The top brass also thought that married soldiers would have a diminished commitment to their far-flung military adventures, due to wanting to get home to the wife and kids (as we saw in the film, Gladiator).
They were also thought less likely to commit acts of senseless valor (a word akin to ‘Valentine’, ironically meaning ‘to be strong’ – Latin valere); the kind that wins wars in hand-to-hand combat. For this, the – morally strong! – priest was arrested and jailed. While so incarcerated he would receive small notes sent by amorous young people (or so the legend has it) who regarded him as a kind of savior of romance. Hence the practice, even today, of exchanging tokens, notes and presents between lovers or would-be lovers.
Claudius was a short-tempered but thankfully short-lived emperor; his place in history being secured when he led a small but disciplined army to cauterizes the hemorrhage of south-bound migratory Goths (hence his appellation – Gothicus).
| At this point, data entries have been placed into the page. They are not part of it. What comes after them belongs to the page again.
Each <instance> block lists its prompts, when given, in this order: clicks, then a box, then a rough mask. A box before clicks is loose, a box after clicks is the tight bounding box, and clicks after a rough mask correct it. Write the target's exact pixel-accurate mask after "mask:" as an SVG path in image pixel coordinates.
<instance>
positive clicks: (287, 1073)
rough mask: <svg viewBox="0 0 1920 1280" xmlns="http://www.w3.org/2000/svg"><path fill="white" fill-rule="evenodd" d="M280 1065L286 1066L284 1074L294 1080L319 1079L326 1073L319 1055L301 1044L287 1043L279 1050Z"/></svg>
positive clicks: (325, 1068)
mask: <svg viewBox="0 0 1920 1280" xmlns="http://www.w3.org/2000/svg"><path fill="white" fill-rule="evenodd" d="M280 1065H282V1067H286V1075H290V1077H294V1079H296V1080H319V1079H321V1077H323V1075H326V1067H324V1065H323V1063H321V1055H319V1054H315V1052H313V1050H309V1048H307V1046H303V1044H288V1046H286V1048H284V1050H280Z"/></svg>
The plague-ridden emperor put a permanent stop to Valentine’s practice (but not his popularity) by making the unrepentant priest the prime sacrifice to Lupercal on February 14,270 AD. He was ceremoniously beheaded.
Pope Gelasius canonized Valentine exactly two centuries later for great courage and self-sacrifice – as well as miracle healing. He is said to have restored the sight of his jailer’s daughter – a truly noble act. He even followed this up, so it’s said, by, in the best Valentine’s Day tradition, sending her a greeting card -“From your Valentinus”!
The Festival of Saint Valentine has taken many forms since the 5th Century – mostly increasing in superficiality. Men once wore the name of a hoped-for lover pinned to their sleeves on Valentine’s Day, from which we have. the phrase “wearing his heart on his sleeve”.
Though Saint Valentine did support young love and attempted to ennoble it with the new Christian values – the emerging social/cultural force of the time.
But he was no sentimentalist, as is expressed in much Valentine imagery. His deeds were heroic and his sacrifice absolute. Today the hideous wolf caves are bricked up or used for wine storage, but the name of Valentine, and in some small way the Christian Spirit of Love and moral “strength” (as his name implies) that he embodied, can be found on gift-card shelves everywhere from Raina to Redfern.